Apple patent envisions wireless charging on convertible laptop

A patent application filed by the software giant describes a convertible MacBook-iPad hybrid that could be charged wirelessly.

Drawing for Apple patent titled "Wireless display for electronic devices." Apple via USPTO

Despite Apple CEO Tim Cook having knocked the idea of a convertible MacBook-iPad hybrid device, the company has filed a patent application for just that. The proposed patent, titled "Wireless display for electronic devices," was published by the U.S. Patent and Trademark Office today.

The application describes a computer display that is removable from its base -- basically a convertible laptop. But, what's different about this idea from other convertibles made by other companies is that it has wireless display technology. That means the device could be charged wirelessly.

Here's how Apple describes it in its patent application:

The base includes a processor, a base wireless chip, and a power source.

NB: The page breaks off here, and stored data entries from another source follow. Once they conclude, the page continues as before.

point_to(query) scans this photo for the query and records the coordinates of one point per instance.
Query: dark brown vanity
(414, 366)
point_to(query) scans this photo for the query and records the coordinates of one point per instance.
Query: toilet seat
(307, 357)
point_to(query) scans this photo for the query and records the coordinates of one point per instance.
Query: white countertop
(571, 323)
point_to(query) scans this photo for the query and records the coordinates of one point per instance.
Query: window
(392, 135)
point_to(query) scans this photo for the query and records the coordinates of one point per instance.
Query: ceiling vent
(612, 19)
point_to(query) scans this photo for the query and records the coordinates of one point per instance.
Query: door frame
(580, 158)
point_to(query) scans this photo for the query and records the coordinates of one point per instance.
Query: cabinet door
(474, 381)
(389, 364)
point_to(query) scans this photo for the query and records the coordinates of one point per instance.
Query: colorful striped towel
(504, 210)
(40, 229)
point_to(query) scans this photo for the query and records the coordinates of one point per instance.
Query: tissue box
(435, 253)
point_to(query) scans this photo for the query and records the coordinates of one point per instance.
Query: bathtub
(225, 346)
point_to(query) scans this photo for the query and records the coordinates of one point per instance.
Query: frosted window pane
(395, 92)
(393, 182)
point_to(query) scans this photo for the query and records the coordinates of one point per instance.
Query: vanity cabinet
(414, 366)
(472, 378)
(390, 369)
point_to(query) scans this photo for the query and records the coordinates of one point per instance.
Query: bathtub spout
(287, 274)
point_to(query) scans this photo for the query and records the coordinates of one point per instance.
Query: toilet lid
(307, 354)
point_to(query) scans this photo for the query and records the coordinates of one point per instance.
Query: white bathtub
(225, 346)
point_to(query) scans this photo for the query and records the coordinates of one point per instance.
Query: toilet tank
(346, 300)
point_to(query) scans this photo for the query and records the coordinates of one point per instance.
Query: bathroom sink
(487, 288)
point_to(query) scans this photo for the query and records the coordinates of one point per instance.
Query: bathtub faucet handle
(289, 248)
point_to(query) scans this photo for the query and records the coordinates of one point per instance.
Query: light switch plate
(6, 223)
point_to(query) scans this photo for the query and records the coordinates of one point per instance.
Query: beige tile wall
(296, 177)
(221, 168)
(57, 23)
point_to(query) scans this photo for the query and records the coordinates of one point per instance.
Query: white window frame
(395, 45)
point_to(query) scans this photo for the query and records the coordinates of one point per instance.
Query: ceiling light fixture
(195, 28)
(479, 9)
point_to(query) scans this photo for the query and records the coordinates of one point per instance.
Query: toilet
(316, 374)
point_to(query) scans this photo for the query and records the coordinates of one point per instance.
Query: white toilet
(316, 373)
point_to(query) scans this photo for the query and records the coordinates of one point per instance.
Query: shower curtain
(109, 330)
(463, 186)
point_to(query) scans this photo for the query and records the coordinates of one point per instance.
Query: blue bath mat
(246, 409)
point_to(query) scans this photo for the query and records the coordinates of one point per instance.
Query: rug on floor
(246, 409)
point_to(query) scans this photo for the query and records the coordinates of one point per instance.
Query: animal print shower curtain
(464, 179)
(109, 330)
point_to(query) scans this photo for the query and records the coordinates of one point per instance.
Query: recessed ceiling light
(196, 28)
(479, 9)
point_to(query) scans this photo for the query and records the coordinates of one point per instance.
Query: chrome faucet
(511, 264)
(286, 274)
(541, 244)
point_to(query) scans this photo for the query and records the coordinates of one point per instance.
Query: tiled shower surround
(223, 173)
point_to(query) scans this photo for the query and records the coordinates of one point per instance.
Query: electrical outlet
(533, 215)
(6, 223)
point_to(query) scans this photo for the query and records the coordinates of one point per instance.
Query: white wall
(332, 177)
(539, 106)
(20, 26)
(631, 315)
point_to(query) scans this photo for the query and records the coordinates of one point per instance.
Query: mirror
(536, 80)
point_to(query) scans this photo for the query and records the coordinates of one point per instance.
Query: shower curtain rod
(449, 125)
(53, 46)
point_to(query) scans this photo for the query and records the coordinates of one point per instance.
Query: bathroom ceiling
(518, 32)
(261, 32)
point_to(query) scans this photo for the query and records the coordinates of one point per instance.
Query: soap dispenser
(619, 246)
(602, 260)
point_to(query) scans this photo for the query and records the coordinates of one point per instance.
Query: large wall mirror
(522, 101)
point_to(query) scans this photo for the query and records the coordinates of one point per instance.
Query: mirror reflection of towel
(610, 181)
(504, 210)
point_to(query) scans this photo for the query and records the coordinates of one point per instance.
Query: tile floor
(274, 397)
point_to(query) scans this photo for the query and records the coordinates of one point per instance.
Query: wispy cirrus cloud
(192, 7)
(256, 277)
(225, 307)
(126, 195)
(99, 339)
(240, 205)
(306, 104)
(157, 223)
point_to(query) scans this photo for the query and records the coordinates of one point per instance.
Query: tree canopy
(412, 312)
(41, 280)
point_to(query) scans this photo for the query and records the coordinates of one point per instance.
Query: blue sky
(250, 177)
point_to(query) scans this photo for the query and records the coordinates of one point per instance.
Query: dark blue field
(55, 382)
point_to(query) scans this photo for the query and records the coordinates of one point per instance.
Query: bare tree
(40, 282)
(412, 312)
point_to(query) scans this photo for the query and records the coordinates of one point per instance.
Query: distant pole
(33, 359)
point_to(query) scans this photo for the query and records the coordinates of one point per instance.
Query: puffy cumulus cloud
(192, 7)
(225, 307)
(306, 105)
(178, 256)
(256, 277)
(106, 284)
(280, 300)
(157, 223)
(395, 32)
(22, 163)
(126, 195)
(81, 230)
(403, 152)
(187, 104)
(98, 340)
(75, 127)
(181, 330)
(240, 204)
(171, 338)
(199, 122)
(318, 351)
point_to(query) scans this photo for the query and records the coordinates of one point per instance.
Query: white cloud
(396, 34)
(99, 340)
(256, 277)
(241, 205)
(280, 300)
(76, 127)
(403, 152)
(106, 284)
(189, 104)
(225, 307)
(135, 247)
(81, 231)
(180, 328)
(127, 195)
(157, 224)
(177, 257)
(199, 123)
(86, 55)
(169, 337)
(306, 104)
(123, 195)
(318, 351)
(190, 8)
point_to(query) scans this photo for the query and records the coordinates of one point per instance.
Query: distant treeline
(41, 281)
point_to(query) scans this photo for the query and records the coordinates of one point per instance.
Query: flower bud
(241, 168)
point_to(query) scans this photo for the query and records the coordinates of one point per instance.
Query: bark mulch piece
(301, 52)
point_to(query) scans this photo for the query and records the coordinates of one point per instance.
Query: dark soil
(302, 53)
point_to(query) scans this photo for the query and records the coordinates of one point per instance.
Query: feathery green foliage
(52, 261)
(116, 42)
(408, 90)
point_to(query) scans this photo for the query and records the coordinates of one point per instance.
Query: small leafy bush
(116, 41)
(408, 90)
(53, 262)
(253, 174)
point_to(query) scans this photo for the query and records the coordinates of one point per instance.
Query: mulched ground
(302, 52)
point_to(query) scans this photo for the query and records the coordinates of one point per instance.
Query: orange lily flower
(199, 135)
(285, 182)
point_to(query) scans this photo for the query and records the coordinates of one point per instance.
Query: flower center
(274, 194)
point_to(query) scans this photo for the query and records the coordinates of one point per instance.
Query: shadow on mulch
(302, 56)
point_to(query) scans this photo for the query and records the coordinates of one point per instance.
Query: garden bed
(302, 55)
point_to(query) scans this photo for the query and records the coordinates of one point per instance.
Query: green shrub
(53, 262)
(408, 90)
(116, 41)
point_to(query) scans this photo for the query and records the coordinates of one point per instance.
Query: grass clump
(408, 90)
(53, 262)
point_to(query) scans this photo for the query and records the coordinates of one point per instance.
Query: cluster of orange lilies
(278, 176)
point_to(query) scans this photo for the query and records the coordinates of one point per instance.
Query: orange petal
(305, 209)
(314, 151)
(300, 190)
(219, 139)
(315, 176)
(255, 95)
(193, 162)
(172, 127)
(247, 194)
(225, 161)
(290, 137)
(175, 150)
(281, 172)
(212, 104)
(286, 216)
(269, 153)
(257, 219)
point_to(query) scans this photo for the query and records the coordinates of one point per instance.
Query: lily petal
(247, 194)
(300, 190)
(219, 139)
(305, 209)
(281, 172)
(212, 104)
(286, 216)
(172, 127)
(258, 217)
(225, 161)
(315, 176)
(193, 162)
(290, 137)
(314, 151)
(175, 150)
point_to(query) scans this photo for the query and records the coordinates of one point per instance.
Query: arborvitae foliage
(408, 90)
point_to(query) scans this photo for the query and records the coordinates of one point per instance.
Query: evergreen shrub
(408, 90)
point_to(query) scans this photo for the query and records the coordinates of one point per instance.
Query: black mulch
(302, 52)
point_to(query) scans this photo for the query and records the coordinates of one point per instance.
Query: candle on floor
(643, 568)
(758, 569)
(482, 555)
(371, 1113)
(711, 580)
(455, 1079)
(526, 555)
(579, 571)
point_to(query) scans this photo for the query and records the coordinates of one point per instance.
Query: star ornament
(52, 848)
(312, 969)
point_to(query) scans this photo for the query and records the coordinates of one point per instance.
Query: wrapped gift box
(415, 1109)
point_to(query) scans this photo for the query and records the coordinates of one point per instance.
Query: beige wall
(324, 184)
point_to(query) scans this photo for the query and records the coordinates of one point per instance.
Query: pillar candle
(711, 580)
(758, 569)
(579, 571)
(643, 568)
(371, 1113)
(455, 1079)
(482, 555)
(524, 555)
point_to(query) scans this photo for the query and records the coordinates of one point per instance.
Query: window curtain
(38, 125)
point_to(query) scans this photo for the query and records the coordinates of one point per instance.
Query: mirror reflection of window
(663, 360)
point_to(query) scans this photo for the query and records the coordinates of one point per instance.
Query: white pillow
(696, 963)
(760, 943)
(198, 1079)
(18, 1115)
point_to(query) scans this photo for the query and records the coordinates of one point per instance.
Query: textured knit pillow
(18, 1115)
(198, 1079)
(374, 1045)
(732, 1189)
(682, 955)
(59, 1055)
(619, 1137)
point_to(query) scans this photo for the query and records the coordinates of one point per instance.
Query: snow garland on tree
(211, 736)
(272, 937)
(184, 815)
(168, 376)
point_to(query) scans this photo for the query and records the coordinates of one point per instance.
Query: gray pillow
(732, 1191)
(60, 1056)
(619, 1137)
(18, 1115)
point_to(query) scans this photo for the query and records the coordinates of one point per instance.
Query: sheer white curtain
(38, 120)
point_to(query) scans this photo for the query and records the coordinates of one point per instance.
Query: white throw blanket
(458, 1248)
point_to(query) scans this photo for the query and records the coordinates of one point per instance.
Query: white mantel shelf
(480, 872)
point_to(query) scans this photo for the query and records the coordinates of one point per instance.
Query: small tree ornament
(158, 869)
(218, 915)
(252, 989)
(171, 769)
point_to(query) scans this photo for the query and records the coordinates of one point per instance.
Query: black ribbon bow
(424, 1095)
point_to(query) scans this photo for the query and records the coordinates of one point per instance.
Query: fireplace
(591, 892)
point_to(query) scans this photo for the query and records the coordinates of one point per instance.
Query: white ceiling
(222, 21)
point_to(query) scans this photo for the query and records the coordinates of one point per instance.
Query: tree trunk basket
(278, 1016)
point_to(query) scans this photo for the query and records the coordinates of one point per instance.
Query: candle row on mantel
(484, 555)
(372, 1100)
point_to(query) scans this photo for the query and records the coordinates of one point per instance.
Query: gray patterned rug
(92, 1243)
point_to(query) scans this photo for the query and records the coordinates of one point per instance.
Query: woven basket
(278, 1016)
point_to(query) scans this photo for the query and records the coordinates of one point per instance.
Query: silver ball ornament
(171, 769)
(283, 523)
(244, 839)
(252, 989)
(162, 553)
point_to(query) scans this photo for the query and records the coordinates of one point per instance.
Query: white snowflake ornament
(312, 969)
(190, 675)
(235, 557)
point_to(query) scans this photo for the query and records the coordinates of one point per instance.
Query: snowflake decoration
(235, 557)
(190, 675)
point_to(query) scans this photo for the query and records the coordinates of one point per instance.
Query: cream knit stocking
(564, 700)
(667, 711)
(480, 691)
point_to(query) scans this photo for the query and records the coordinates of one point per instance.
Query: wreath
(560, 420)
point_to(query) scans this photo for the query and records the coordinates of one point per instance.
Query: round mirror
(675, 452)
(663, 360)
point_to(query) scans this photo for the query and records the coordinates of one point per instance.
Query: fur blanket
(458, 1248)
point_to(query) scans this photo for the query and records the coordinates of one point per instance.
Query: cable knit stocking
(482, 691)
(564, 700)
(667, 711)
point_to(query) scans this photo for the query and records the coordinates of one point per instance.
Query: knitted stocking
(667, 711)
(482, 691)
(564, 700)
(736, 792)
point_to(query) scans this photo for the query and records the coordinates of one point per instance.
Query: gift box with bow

The display includes a screen for displaying a video output, a display wireless chip in communicating with the base wireless chip, and a power wireless chip in communication with the power source. The base wireless chip transmits data from the processor to the display. Also, when the display is at least in one position with respect to the base, the power source transmits power to the power transition member of the display.

Convertible devices are nothing new, but they've never really caught on . Lenovo has its Yoga convertible, and Dell created its XPS 12 , both of which run Microsoft Windows.

Last year, Cook mocked convertible devices saying that such convergence is a "compromise" to the end user.

"Anything can be forced to converge, but the problem is that products are about trade-offs, and you begin to make trade-offs to the point where what you have left doesn't please anyone," Cook said. "You can converge a toaster and a refrigerator, but those things are probably not going be pleasing to the user."

It's possible that Apple will never develop a consumer product based on this proposed patent, but it's also possible that the company may now be thinking it can do something beyond what Microsoft has done.

Apple has shown interest in wireless technology in the past. In 2011, it applied for a wireless charging patent that would let users charge an iOS device simply by keeping it close to their computer system. Then, last year, the company filed another patent application for wirelessly charging devices that would charge while sitting in boxes on store selves. Most recently, just last month, the U.S. Patent and Trademark Office published an Apple patent application that aims to charge iPads using a Smart Cover outfitted with charging technology.